Wyjaśnienie wpadki Tomasza Sakiewicza było jednak bardzo proste. Udostępnił on na swoim koncie na Twitterze wpis Bartłomieja Wróblewskiego z serwisu Ablicla, w którym tamten chwalił się rozmową przeprowadzoną z Sakiewiczem.
"Też tak skojarzyłem w pierwszej chwili - komiczny efekt podania dalej wpisu z innej platformy bez wstępnej weryfikacji, jakie słowa będą przekopiowane. Uczą się, chyba trzeba wziąć to pod uwagę" - napisał w kolejnym komentarzu Paweł Zdun.
Tomasz Sakiewicz jest założycielem serswisu Albicla
Uruchomienie serwisu wywołało liczne kontrowersje związane z jego nieprofesjonalnym przygotowaniem. Regulamin serwisu mającego stanowić alternatywę dla Facebooka przekopiowany był... właśnie z Facebooka.

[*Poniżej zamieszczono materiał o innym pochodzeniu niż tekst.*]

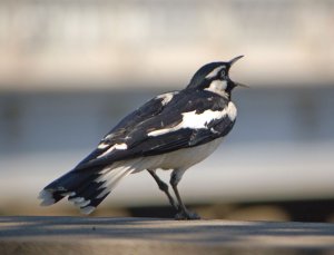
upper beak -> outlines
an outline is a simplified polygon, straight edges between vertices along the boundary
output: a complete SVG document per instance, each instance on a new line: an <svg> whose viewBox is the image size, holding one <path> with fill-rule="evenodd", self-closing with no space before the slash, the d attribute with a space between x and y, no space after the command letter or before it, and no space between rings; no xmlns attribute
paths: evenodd
<svg viewBox="0 0 334 255"><path fill-rule="evenodd" d="M235 57L234 59L229 60L229 65L232 66L233 63L235 63L236 61L238 61L240 58L244 58L244 55Z"/></svg>
<svg viewBox="0 0 334 255"><path fill-rule="evenodd" d="M244 55L240 55L240 56L235 57L235 58L233 58L232 60L229 60L229 66L234 65L234 63L235 63L236 61L238 61L240 58L244 58ZM247 85L243 85L243 84L235 82L235 81L234 81L234 84L235 84L236 86L240 86L240 87L243 87L243 88L249 88L249 86L247 86Z"/></svg>

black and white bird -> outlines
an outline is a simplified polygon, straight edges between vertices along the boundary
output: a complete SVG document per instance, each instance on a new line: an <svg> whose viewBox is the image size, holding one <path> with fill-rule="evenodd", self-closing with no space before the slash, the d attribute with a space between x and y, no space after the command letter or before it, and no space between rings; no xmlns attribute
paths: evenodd
<svg viewBox="0 0 334 255"><path fill-rule="evenodd" d="M68 197L81 213L90 214L124 177L147 170L177 209L177 219L199 218L185 207L177 185L233 128L237 109L230 92L242 85L228 71L242 57L203 66L185 89L161 94L126 116L90 155L40 192L41 205ZM157 169L173 170L177 203Z"/></svg>

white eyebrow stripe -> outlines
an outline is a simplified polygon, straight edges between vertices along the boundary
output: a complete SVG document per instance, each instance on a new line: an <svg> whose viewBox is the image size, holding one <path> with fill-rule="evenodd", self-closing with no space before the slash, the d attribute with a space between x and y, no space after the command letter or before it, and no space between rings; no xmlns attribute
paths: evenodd
<svg viewBox="0 0 334 255"><path fill-rule="evenodd" d="M220 66L220 67L216 67L214 70L212 70L208 75L206 75L206 79L210 79L210 78L214 78L215 76L217 76L217 73L223 69L225 68L224 66Z"/></svg>

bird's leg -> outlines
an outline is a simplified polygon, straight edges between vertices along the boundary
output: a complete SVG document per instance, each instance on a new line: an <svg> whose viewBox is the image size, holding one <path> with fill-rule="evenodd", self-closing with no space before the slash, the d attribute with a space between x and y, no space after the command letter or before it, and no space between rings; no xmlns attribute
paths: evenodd
<svg viewBox="0 0 334 255"><path fill-rule="evenodd" d="M157 176L157 174L156 174L154 170L148 170L148 173L154 177L154 179L156 180L156 183L157 183L159 189L166 194L166 196L168 197L169 204L170 204L176 210L178 210L178 206L177 206L177 204L175 203L173 196L170 195L170 193L169 193L169 190L168 190L168 185L165 184L165 183L159 178L159 176Z"/></svg>
<svg viewBox="0 0 334 255"><path fill-rule="evenodd" d="M179 180L181 179L181 176L184 175L184 173L185 173L185 170L175 169L175 170L173 170L171 176L170 176L170 185L174 189L175 196L176 196L176 198L178 200L178 205L179 205L179 212L175 216L175 219L179 219L179 220L181 220L181 219L200 219L199 215L197 215L196 213L191 213L186 208L186 206L183 203L181 197L178 193L177 185L178 185Z"/></svg>

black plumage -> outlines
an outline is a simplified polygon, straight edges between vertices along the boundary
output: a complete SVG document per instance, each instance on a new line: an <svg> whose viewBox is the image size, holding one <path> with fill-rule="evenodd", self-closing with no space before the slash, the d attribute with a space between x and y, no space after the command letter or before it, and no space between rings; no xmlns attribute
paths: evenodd
<svg viewBox="0 0 334 255"><path fill-rule="evenodd" d="M43 188L42 205L68 196L81 212L90 213L122 177L146 169L179 210L178 218L198 218L184 206L177 184L235 124L230 91L238 84L229 79L228 70L239 58L202 67L186 89L159 95L126 116L71 171ZM173 169L170 184L178 205L155 174L157 168Z"/></svg>

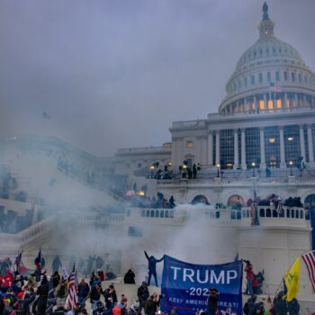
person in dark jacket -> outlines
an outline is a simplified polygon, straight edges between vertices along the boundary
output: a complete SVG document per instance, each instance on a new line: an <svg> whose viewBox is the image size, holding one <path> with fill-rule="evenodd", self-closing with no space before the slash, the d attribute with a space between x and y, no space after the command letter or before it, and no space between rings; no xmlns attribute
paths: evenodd
<svg viewBox="0 0 315 315"><path fill-rule="evenodd" d="M154 315L158 310L158 307L159 306L159 302L161 301L161 296L158 295L157 292L153 292L152 295L146 302L146 305L144 307L144 312L146 315Z"/></svg>
<svg viewBox="0 0 315 315"><path fill-rule="evenodd" d="M141 310L144 308L148 298L149 297L148 284L145 281L142 282L141 286L138 288L137 295L138 295L139 304L140 304L139 314L141 314Z"/></svg>
<svg viewBox="0 0 315 315"><path fill-rule="evenodd" d="M61 261L59 256L57 255L51 264L51 270L53 273L58 272L61 268Z"/></svg>
<svg viewBox="0 0 315 315"><path fill-rule="evenodd" d="M91 287L90 301L93 310L96 309L96 304L100 301L102 293L102 287L98 284Z"/></svg>
<svg viewBox="0 0 315 315"><path fill-rule="evenodd" d="M151 276L154 276L154 280L156 282L156 286L158 285L158 277L157 277L157 263L161 262L164 259L164 256L161 259L157 259L154 256L148 256L146 251L144 251L144 254L148 261L148 284L150 285L151 282Z"/></svg>
<svg viewBox="0 0 315 315"><path fill-rule="evenodd" d="M43 275L42 280L40 282L40 285L38 287L36 292L36 295L39 296L37 301L38 315L45 315L46 313L48 293L49 293L48 280L46 275Z"/></svg>
<svg viewBox="0 0 315 315"><path fill-rule="evenodd" d="M112 284L110 284L108 289L104 292L105 299L105 306L107 309L112 309L114 304L117 303L116 290Z"/></svg>
<svg viewBox="0 0 315 315"><path fill-rule="evenodd" d="M88 294L90 293L90 286L86 283L85 279L81 279L81 282L77 285L77 299L80 303L86 301Z"/></svg>
<svg viewBox="0 0 315 315"><path fill-rule="evenodd" d="M287 302L284 299L284 292L280 291L274 301L274 309L277 315L287 315Z"/></svg>
<svg viewBox="0 0 315 315"><path fill-rule="evenodd" d="M127 284L135 284L136 282L134 278L136 277L136 274L134 274L132 269L129 269L127 271L127 274L123 277L123 283Z"/></svg>
<svg viewBox="0 0 315 315"><path fill-rule="evenodd" d="M248 302L244 304L243 312L245 315L253 314L256 299L256 295L252 294L251 297L248 300Z"/></svg>
<svg viewBox="0 0 315 315"><path fill-rule="evenodd" d="M34 302L35 297L34 289L32 287L31 287L30 290L26 288L24 298L22 302L22 315L31 315L30 305Z"/></svg>
<svg viewBox="0 0 315 315"><path fill-rule="evenodd" d="M209 315L216 315L218 310L220 292L215 288L209 289L209 296L207 300L207 309Z"/></svg>
<svg viewBox="0 0 315 315"><path fill-rule="evenodd" d="M58 287L58 285L60 283L60 279L61 279L60 274L58 274L58 271L55 271L54 274L51 276L53 288L57 288Z"/></svg>

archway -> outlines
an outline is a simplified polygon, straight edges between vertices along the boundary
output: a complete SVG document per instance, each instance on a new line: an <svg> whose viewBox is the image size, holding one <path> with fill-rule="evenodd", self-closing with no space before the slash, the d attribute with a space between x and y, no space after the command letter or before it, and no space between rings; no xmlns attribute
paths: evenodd
<svg viewBox="0 0 315 315"><path fill-rule="evenodd" d="M228 206L232 209L241 209L245 205L244 199L239 194L233 194L228 199Z"/></svg>
<svg viewBox="0 0 315 315"><path fill-rule="evenodd" d="M306 196L304 199L304 206L307 209L315 209L315 194Z"/></svg>
<svg viewBox="0 0 315 315"><path fill-rule="evenodd" d="M198 203L204 203L204 204L210 204L210 202L208 202L208 199L206 196L204 196L203 194L198 194L196 195L192 202L192 204L198 204Z"/></svg>

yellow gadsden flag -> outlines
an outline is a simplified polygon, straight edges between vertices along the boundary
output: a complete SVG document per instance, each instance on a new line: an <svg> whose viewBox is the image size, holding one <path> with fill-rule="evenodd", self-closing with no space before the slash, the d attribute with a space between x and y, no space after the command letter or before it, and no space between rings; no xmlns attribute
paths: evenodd
<svg viewBox="0 0 315 315"><path fill-rule="evenodd" d="M288 289L288 292L286 294L286 300L288 302L292 301L299 292L299 280L301 272L300 265L301 257L295 260L288 273L284 275L284 283L286 288Z"/></svg>

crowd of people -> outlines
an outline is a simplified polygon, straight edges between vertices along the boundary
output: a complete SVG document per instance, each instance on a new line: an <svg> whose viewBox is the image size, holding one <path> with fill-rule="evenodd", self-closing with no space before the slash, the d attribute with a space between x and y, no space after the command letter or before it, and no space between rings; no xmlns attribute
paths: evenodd
<svg viewBox="0 0 315 315"><path fill-rule="evenodd" d="M158 192L157 195L153 197L147 195L134 195L130 199L130 205L139 208L173 209L176 206L176 203L173 195L167 200L162 193Z"/></svg>

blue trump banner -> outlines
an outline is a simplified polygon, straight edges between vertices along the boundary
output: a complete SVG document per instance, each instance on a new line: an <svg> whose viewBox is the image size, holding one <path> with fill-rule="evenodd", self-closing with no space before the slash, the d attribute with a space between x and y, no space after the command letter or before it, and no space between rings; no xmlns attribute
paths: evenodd
<svg viewBox="0 0 315 315"><path fill-rule="evenodd" d="M222 265L193 265L165 256L161 310L195 314L207 310L209 288L220 292L219 311L242 315L242 261Z"/></svg>

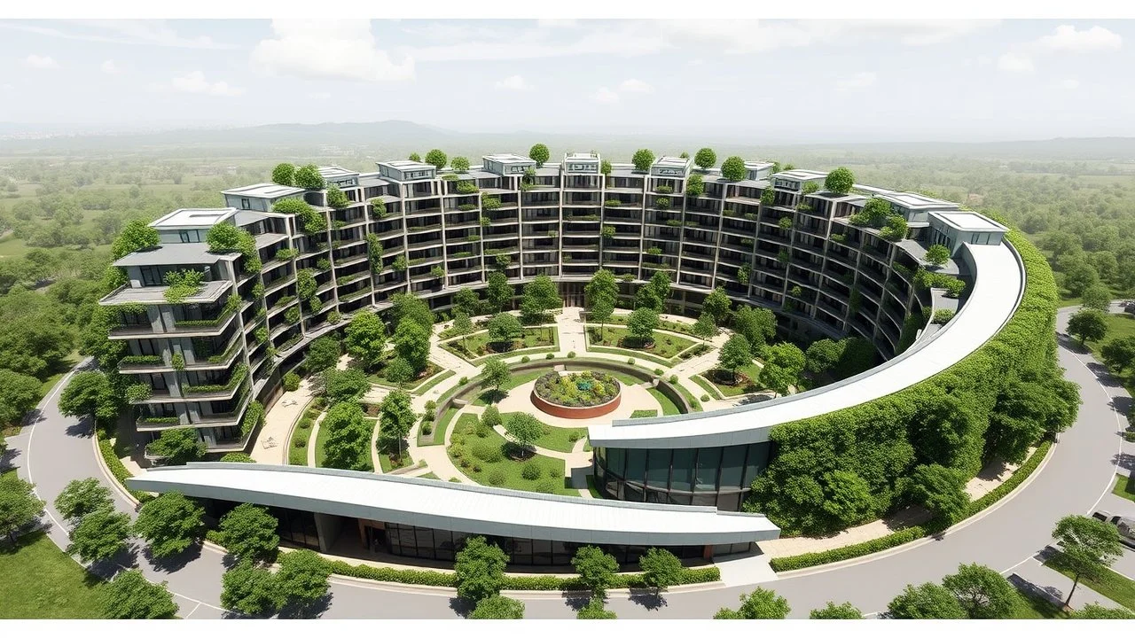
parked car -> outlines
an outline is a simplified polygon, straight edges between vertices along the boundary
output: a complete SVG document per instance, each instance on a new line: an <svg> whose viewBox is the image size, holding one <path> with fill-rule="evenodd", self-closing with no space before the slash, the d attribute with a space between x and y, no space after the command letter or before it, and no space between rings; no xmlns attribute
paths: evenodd
<svg viewBox="0 0 1135 638"><path fill-rule="evenodd" d="M1124 545L1135 548L1135 519L1103 511L1095 512L1092 518L1116 526L1116 529L1119 530L1119 540Z"/></svg>

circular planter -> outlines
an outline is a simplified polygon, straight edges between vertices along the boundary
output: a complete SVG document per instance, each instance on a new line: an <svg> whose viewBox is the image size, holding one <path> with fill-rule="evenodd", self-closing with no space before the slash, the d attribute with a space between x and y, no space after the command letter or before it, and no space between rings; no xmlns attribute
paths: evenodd
<svg viewBox="0 0 1135 638"><path fill-rule="evenodd" d="M536 387L532 388L531 401L539 411L552 414L553 417L560 417L562 419L592 419L595 417L602 417L614 412L623 398L622 384L615 379L611 380L617 385L619 392L615 393L613 398L606 403L599 403L598 405L561 405L560 403L554 403L553 401L540 396L537 393ZM539 384L537 384L537 386Z"/></svg>

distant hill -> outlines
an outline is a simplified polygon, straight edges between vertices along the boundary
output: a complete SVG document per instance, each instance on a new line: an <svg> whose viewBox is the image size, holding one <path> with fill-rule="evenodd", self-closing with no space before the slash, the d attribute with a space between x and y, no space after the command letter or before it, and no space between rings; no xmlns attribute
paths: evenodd
<svg viewBox="0 0 1135 638"><path fill-rule="evenodd" d="M0 123L0 134L26 131L26 125ZM747 138L753 140L746 143ZM100 156L119 153L159 157L264 157L264 158L401 158L411 152L424 154L431 148L449 156L474 160L489 152L527 152L536 142L552 150L552 157L565 151L596 150L616 161L628 161L634 149L648 146L656 154L693 153L711 145L718 158L740 154L746 158L779 158L842 154L864 156L967 156L989 159L1105 160L1135 161L1135 137L1063 137L1016 142L896 142L846 144L760 144L760 135L699 136L657 134L538 132L462 133L406 120L371 123L269 124L234 128L179 128L151 133L76 135L47 138L0 141L0 156Z"/></svg>

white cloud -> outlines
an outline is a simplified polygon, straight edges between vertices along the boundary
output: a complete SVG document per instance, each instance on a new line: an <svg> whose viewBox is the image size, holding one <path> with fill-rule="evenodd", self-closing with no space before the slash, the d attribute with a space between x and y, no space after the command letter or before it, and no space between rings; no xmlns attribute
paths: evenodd
<svg viewBox="0 0 1135 638"><path fill-rule="evenodd" d="M57 62L51 56L36 56L35 53L30 53L24 58L24 66L28 68L59 68L59 62Z"/></svg>
<svg viewBox="0 0 1135 638"><path fill-rule="evenodd" d="M622 84L619 85L620 91L625 91L627 93L650 93L654 91L654 86L650 86L641 79L624 79Z"/></svg>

Ponadto, gdy tylko serwis został uruchomiony, zaczęły się w nim pojawiać fałszywe konta osób podszywających się pod znane postaci polskiego i światowego życia publicznego - np. Lecha Kaczyńskiego, Danutę Holecką czy Donalda Trumpa.
Z kolei portal Zaufana Trzecia Strona zwrócił uwagę na luki w bezpieczeństwie serwisu Albicla. Z powodu błędu w kodzie z serwera można było pobrać dowolny plik, co dawało osobom postronnym dostęp do wszystkich loginów i haseł na serwerze.